A Rip Through Time(100)



“Meaning he likes other men, not pretty housemaids.”

“Yes. He was, as you say, friends with Catriona. I saw no hint of anything more.”

I ask more questions. Did Catriona and Simon have a recent falling-out? Argue? Not that Isla knows of, but she’d been gone for a month, and Gray rarely notices domestic drama.

Does Simon seem any different? Ilsa describes him as quiet, which is not the guy I’ve been talking to. To her, he seems like himself, but they’ve had little contact. He interacts more with Gray, who is not the most observant guy when it comes to his employees.

At that point, I need to tell Isla everything, which means we circle the block around the town house twice. The first time, I’m explaining that I think the killer is the guy who attacked me in the twenty-first century, who was thrown into the body of Catriona’s attacker … and I think that attacker—and body—is Simon. The second circle is spent in silence as she works that through.

“It makes sense,” she says slowly, as we steer to add an extra block onto our walk. “The inciting event is the attack happening in two periods. Two women attacked by two men in a similar manner on the same spot. If you jumped into Catriona, it is logical that your attacker could have jumped into hers.”

I don’t answer. She’s working it through, and we’re to the next corner before she says, “Do you know anything of the man who attacked you in your time?”

“I saw his face, but that doesn’t help. He was a serial killer who’d murdered two people. Strangled them with a rope, like he’d used on me. I’d seen him earlier that day in a coffee shop. I spilled coffee on him.”

Her brows shoot up.

“It was my fault. I was distracted, trying to do too many things at once, and I bumped into him. I apologized—I felt terrible—but he brushed me off and then stalked me and tried to murder me.”

“That seems excessive.”

“In my world, people have been drawn and quartered for less.” I glance over at her. “Kidding, obviously. It wasn’t an overreaction to the coffee spill as much as an excuse. Some serial killers murder indiscriminately, because it’s about the act, not the victim. For others, it’s about the victims—picking people who remind them of Mommy or the girl who turned them down or whatever. With this guy, it was a game. He let his victims self-select, so to speak. If someone pisses him off, in a very ordinary way, can he track and kill them?”

“Cerebral,” she murmurs. “That’s what you and Duncan called the murder of Archie Evans. Methodical and cerebral, lacking passion or bloodlust.”

“If I were to speculate, based on the murders in my time and here, I’d say that we’re dealing with a guy who thinks he’s clever. His driving force is ego. He wants to get away with it, and because he’s not compelled to kill in a specific way, he can avoid patterns and connections that would get him caught. Then he arrives here, before the golden age of serial killers.”

“The golden…?” She shakes her head. “I don’t even want to know what that means. Presumably, they become more common.”

“To many people in our time, the first serial killer doesn’t strike for another twenty years. He wasn’t the first, but he’s still the most famous. This guy comes here and thinks he can steal his thunder. Be clever and memorable. Except no one cares. So he goes another route. Replicate those murders. Out-ripper the Ripper.”

“The…?” Another head shake. “I definitely don’t want to ask about that.”

“You do not. The point is that he replicated a future famous murder and will undoubtedly continue on with the rest of the killing spree, meaning we need to stop him before he does.”

“Agreed.”

“We recognized each other in that attack,” I say. “I believe he knows who I am, and I know who he was. It’s the ‘was’ part that’s a problem. He has the advantage.”

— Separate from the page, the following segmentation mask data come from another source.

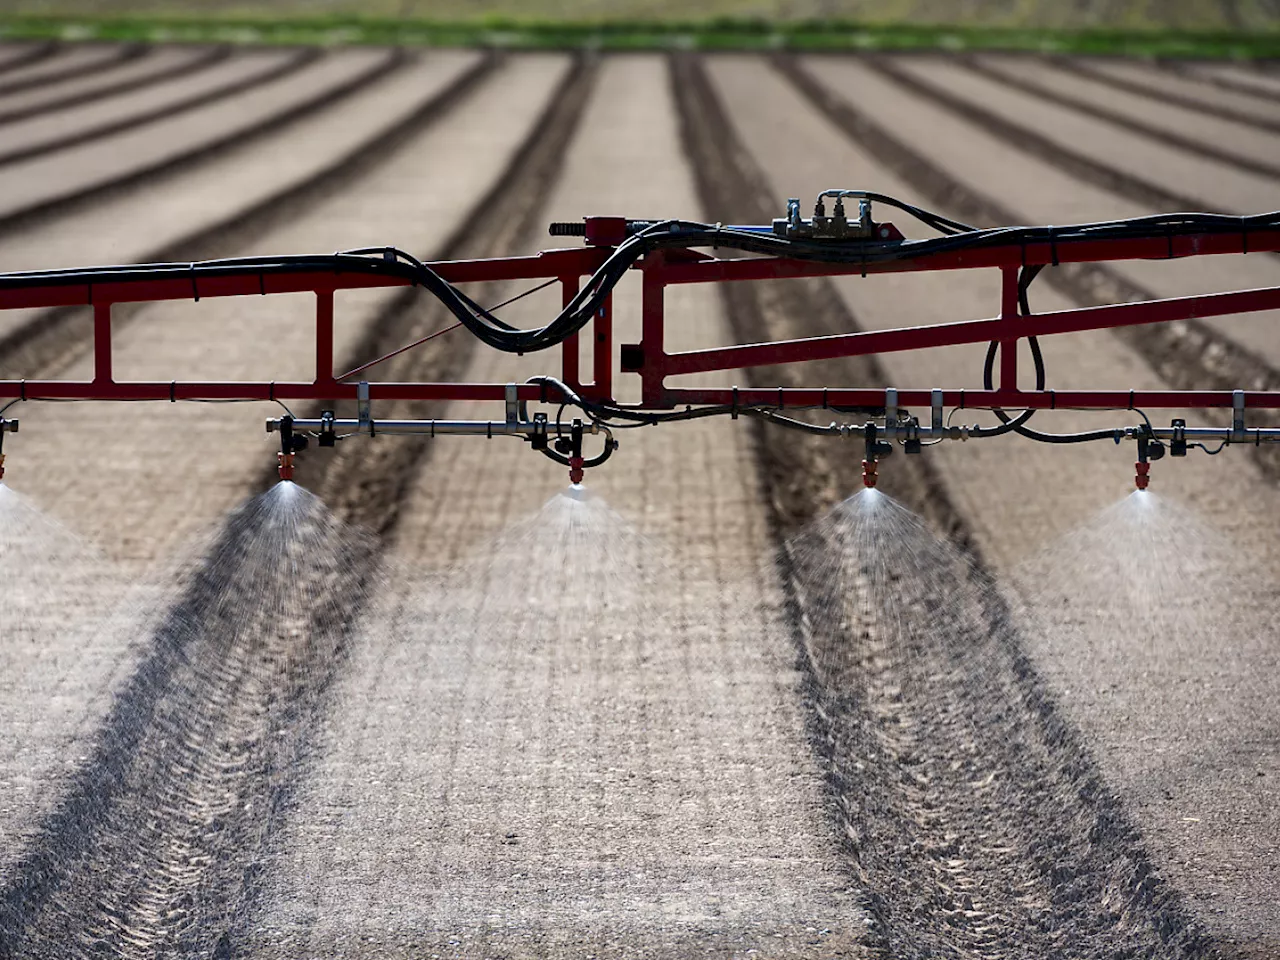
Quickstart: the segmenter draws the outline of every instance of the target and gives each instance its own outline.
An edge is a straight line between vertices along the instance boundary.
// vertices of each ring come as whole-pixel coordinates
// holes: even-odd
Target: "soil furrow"
[[[1234,120],[1236,123],[1243,123],[1250,127],[1257,127],[1259,130],[1266,130],[1270,133],[1280,133],[1280,123],[1272,120],[1266,120],[1255,114],[1245,113],[1241,110],[1233,110],[1225,104],[1214,104],[1210,106],[1194,97],[1183,96],[1172,90],[1148,86],[1145,83],[1137,83],[1136,81],[1118,77],[1113,73],[1105,70],[1095,69],[1087,63],[1080,60],[1067,57],[1055,58],[1054,66],[1060,70],[1069,70],[1077,73],[1082,77],[1088,77],[1090,80],[1097,80],[1099,83],[1105,83],[1117,90],[1124,90],[1127,93],[1136,93],[1141,97],[1148,97],[1152,100],[1161,100],[1165,103],[1172,103],[1175,106],[1184,107],[1187,110],[1194,110],[1197,113],[1203,113],[1211,117],[1224,117],[1228,120]],[[1201,77],[1195,76],[1196,82],[1200,82]],[[1250,96],[1257,96],[1257,91],[1251,91]]]
[[[852,102],[828,89],[795,59],[776,57],[773,63],[836,127],[881,163],[896,170],[929,204],[982,226],[1026,222],[1027,218],[1019,211],[970,189],[950,176],[945,169],[908,146]],[[898,75],[899,71],[891,74],[895,82]],[[912,80],[907,78],[908,86]],[[941,95],[934,96],[932,88],[918,92],[951,108],[951,98],[944,100]],[[1002,127],[986,129],[1003,139],[1017,137]],[[1025,145],[1020,139],[1012,139],[1011,142]],[[1056,162],[1052,154],[1043,156],[1050,162]],[[1105,264],[1064,264],[1046,270],[1042,281],[1081,306],[1159,299],[1153,290],[1122,277]],[[1122,327],[1112,333],[1137,351],[1152,370],[1174,389],[1271,390],[1280,385],[1280,370],[1203,321]],[[1280,424],[1280,417],[1267,411],[1251,410],[1249,415],[1251,422],[1258,425]],[[1280,481],[1280,451],[1260,446],[1249,448],[1249,452],[1270,479]]]
[[[176,80],[179,77],[185,77],[189,73],[195,73],[222,60],[226,60],[231,56],[231,52],[232,48],[227,46],[210,47],[200,56],[192,57],[186,63],[176,64],[165,70],[158,70],[154,73],[148,73],[140,77],[131,77],[128,80],[121,80],[118,83],[104,83],[101,86],[96,86],[89,90],[82,90],[79,93],[69,94],[66,97],[49,100],[31,107],[0,111],[0,123],[13,123],[17,120],[26,120],[28,117],[34,117],[37,114],[51,113],[54,110],[66,110],[69,107],[79,107],[86,103],[93,103],[95,100],[114,97],[121,93],[128,93],[132,90],[138,90],[142,87],[150,86],[151,84],[166,83],[170,80]]]
[[[1183,150],[1187,153],[1193,153],[1197,156],[1214,160],[1218,163],[1225,164],[1229,167],[1235,167],[1248,173],[1260,174],[1264,177],[1280,178],[1280,164],[1266,163],[1262,160],[1256,160],[1252,157],[1242,156],[1230,150],[1224,150],[1215,146],[1213,142],[1196,139],[1194,137],[1184,137],[1173,130],[1165,127],[1156,126],[1155,124],[1144,123],[1125,113],[1116,110],[1110,110],[1104,106],[1084,99],[1083,97],[1075,97],[1070,94],[1056,90],[1047,83],[1039,83],[1026,76],[1017,78],[997,70],[989,64],[983,62],[977,57],[960,57],[956,63],[970,70],[973,73],[986,77],[996,83],[1003,84],[1007,87],[1022,90],[1026,93],[1034,94],[1042,100],[1055,103],[1058,106],[1066,107],[1069,110],[1075,110],[1083,113],[1085,116],[1092,117],[1095,120],[1101,120],[1103,123],[1112,124],[1126,130],[1136,131],[1144,137],[1149,137],[1157,143],[1165,146],[1173,147],[1175,150]]]
[[[397,50],[375,62],[367,69],[360,71],[350,80],[322,90],[314,96],[305,97],[287,109],[269,117],[264,117],[260,121],[241,128],[228,136],[206,141],[194,149],[166,157],[159,163],[129,170],[110,180],[93,183],[82,188],[72,188],[58,196],[11,210],[0,216],[0,232],[22,229],[53,216],[69,216],[104,198],[117,196],[122,191],[135,190],[144,186],[152,187],[157,179],[161,177],[170,176],[198,163],[207,163],[256,137],[278,134],[288,125],[302,120],[319,110],[333,106],[370,84],[390,75],[395,70],[402,68],[405,62],[406,58],[403,52]]]
[[[244,248],[251,237],[269,229],[272,224],[296,215],[316,199],[357,181],[382,157],[451,109],[493,71],[496,63],[497,57],[494,54],[477,60],[474,66],[465,70],[404,122],[334,158],[313,175],[286,190],[272,194],[250,209],[152,250],[141,259],[150,262],[187,260],[191,259],[193,251],[199,251],[201,258],[211,259]],[[364,84],[361,83],[360,86]],[[247,137],[263,132],[265,130],[254,130]],[[240,142],[242,141],[233,141],[228,146]],[[113,327],[122,329],[136,309],[119,307],[113,311]],[[75,308],[56,308],[38,314],[30,322],[0,338],[0,356],[6,358],[10,369],[56,370],[64,367],[90,348],[89,331],[77,322],[80,316],[81,311]]]
[[[1026,127],[1006,120],[994,111],[902,70],[888,57],[867,57],[865,63],[904,89],[945,106],[952,113],[963,117],[975,126],[1008,141],[1019,150],[1025,150],[1049,160],[1071,176],[1086,183],[1093,183],[1104,190],[1125,194],[1158,210],[1214,209],[1214,204],[1168,190],[1143,177],[1108,166],[1087,153],[1068,149],[1034,130],[1028,130]]]
[[[263,72],[254,74],[253,76],[245,77],[242,80],[233,80],[223,86],[196,94],[186,100],[171,103],[153,110],[146,110],[134,116],[125,117],[114,123],[103,124],[102,126],[89,126],[77,133],[68,134],[64,137],[59,137],[56,140],[46,140],[42,143],[32,144],[28,147],[18,147],[7,152],[2,152],[0,153],[0,166],[9,163],[18,163],[22,160],[29,160],[31,157],[38,157],[45,153],[53,153],[57,150],[66,150],[70,147],[79,146],[82,143],[88,143],[91,140],[98,140],[103,137],[124,133],[126,130],[132,130],[134,127],[141,127],[148,123],[158,123],[161,120],[177,116],[178,114],[185,113],[188,110],[195,110],[217,100],[222,100],[227,97],[243,93],[258,84],[271,83],[274,80],[279,80],[291,73],[301,70],[303,67],[314,62],[319,56],[320,51],[318,49],[309,48],[299,50],[294,56],[269,70],[264,70]],[[222,60],[225,59],[225,57],[220,57],[218,59]],[[212,65],[214,62],[216,61],[211,60],[207,64],[202,64],[202,68],[204,66]],[[173,77],[166,78],[166,80],[171,79],[173,79]],[[44,112],[45,111],[43,110],[34,111],[32,115],[43,114]],[[3,120],[0,119],[0,122],[3,122]]]
[[[442,255],[493,255],[529,229],[593,75],[584,64],[571,72]],[[505,215],[485,216],[497,202]],[[402,343],[422,319],[416,302],[413,292],[395,298],[352,361]],[[389,372],[456,375],[469,342],[411,352]],[[408,440],[334,451],[303,463],[300,479],[333,498],[337,520],[382,531],[430,449]],[[376,537],[322,529],[322,556],[264,558],[256,538],[265,528],[252,510],[233,519],[210,556],[237,562],[199,570],[151,638],[90,762],[5,891],[0,952],[71,942],[126,957],[162,947],[235,954],[379,551]],[[283,602],[303,593],[314,603]],[[276,606],[302,616],[273,623]],[[87,933],[64,941],[72,931]]]
[[[674,74],[708,210],[768,222],[781,203],[700,63],[678,58]],[[740,342],[858,328],[825,281],[727,285],[724,296]],[[887,382],[874,359],[805,370],[807,381]],[[795,381],[785,368],[780,379]],[[779,541],[860,484],[858,457],[828,440],[762,429],[759,445]],[[941,558],[901,563],[891,592],[909,608],[890,609],[887,585],[871,589],[856,569],[865,558],[820,536],[793,541],[780,563],[833,828],[875,918],[869,943],[895,958],[1194,954],[1202,944],[1176,894],[1152,876],[1009,611],[994,592],[959,609],[933,595],[937,583],[985,577],[929,459],[909,458],[884,486],[964,547],[950,569],[927,569]],[[847,579],[829,573],[851,565]],[[858,609],[831,612],[847,603]]]
[[[41,60],[52,56],[57,49],[58,45],[53,42],[31,44],[26,50],[0,63],[0,74],[39,63]]]
[[[59,48],[57,52],[67,53],[75,49],[75,46],[67,46]],[[129,44],[116,48],[101,59],[93,59],[79,66],[67,67],[62,70],[46,71],[41,69],[37,76],[23,77],[18,80],[10,79],[8,83],[0,82],[0,97],[7,97],[13,93],[21,93],[24,90],[32,90],[46,84],[63,83],[67,80],[74,80],[77,77],[88,76],[91,73],[110,70],[113,67],[120,66],[122,63],[128,63],[130,60],[136,60],[138,57],[144,56],[148,50],[148,47],[141,44]]]
[[[1219,90],[1226,90],[1228,93],[1240,93],[1246,97],[1254,97],[1264,101],[1273,101],[1275,99],[1274,96],[1268,96],[1268,91],[1263,89],[1260,84],[1236,80],[1216,70],[1197,70],[1195,67],[1178,60],[1161,60],[1159,61],[1159,66],[1162,70],[1168,70],[1170,73],[1185,77],[1188,80],[1194,80],[1196,83],[1207,83],[1210,86],[1217,87]],[[1263,76],[1264,74],[1259,74],[1260,78]]]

“And you think he’s now Simon?”

“I’m theorizing that he could be Simon. What I need from you is either proof that the guy in Simon’s body is Simon or additional support for the idea that it might not be.”

“I honestly can’t say either way, Mallory. I haven’t had enough contact with him in these last few days.”

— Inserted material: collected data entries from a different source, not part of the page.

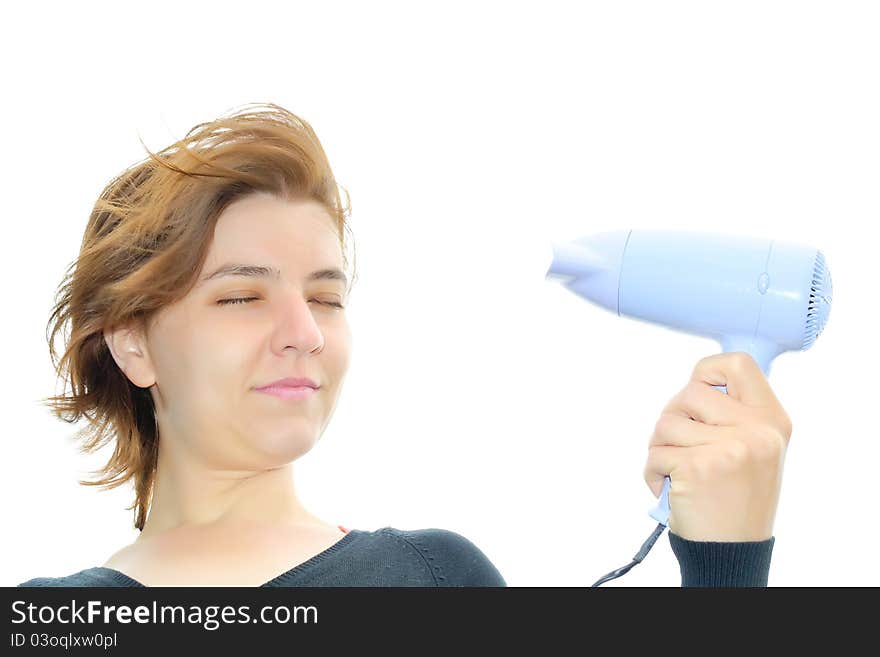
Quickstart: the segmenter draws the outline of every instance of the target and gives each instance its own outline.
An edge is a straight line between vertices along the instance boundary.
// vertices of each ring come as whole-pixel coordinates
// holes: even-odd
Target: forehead
[[[271,261],[287,272],[315,261],[338,265],[342,247],[334,218],[318,201],[258,192],[234,201],[217,219],[203,269],[227,260]]]

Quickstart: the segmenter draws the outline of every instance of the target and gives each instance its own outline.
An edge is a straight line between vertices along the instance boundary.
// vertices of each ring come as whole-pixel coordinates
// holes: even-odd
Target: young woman
[[[82,483],[131,481],[140,535],[19,586],[505,585],[453,531],[347,529],[297,497],[293,464],[349,365],[348,214],[310,125],[274,104],[199,124],[107,186],[52,314],[53,339],[72,325],[56,364],[72,393],[49,399],[88,419],[85,450],[114,443]],[[718,560],[673,538],[690,583],[766,578],[772,539]]]

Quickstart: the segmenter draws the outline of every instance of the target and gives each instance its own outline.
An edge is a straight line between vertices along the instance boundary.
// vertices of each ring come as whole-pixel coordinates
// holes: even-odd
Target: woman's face
[[[280,274],[209,278],[226,265]],[[196,287],[153,318],[135,348],[141,357],[120,349],[129,343],[114,349],[117,362],[131,356],[129,378],[150,387],[160,442],[228,469],[278,467],[311,449],[336,406],[351,334],[332,305],[347,303],[345,280],[310,275],[342,268],[336,226],[319,203],[258,193],[229,205]],[[255,390],[285,377],[320,387],[298,400]]]

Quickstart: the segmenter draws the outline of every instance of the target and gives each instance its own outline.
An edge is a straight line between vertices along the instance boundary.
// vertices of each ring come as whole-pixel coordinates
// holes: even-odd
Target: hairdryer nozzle
[[[553,261],[545,278],[562,284],[584,299],[618,314],[618,288],[630,230],[614,230],[573,242],[554,242]]]
[[[601,271],[606,267],[602,256],[591,251],[589,247],[581,246],[575,242],[554,242],[553,260],[544,277],[577,278]]]

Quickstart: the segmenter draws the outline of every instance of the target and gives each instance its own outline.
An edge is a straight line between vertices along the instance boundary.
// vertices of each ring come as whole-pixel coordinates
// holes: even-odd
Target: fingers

“Then the next step for me is finding proof. I’m not going to approach him directly—that’s dangerous if he’s the killer, because the killer realizes I’m not Catriona either. Would Mrs. Wallace know Simon better than you?”

“Yes, but she is not … fond of Catriona.”

“Oh, I know it. I can work around that. I’ll talk to her, and maybe talk to Dr. Gray if I can, and then, when I have a better idea either way, I’m going to ask you to send Simon on an errand so I can search his room. Can you do that?”

“Easily.”

“Good.”





THIRTY-FIVE


I’ve been in the house for an hour and haven’t spoken to Mrs. Wallace yet. First, I told myself I needed to come up with subtle questions. Then, I decided I should do some housework, so she won’t grumble about me shirking my duties. The truth is that I want time to think, because I don’t like this solution to the puzzle.

It fits. I know my twenty-first-century killer inhabits the body of Catriona’s nineteenth-century one. I know he tortured Archie Evans for something, and I could be wrong about what, but I am not wrong that Evans was investigating Catriona on behalf of someone who might have been angry enough to kill her.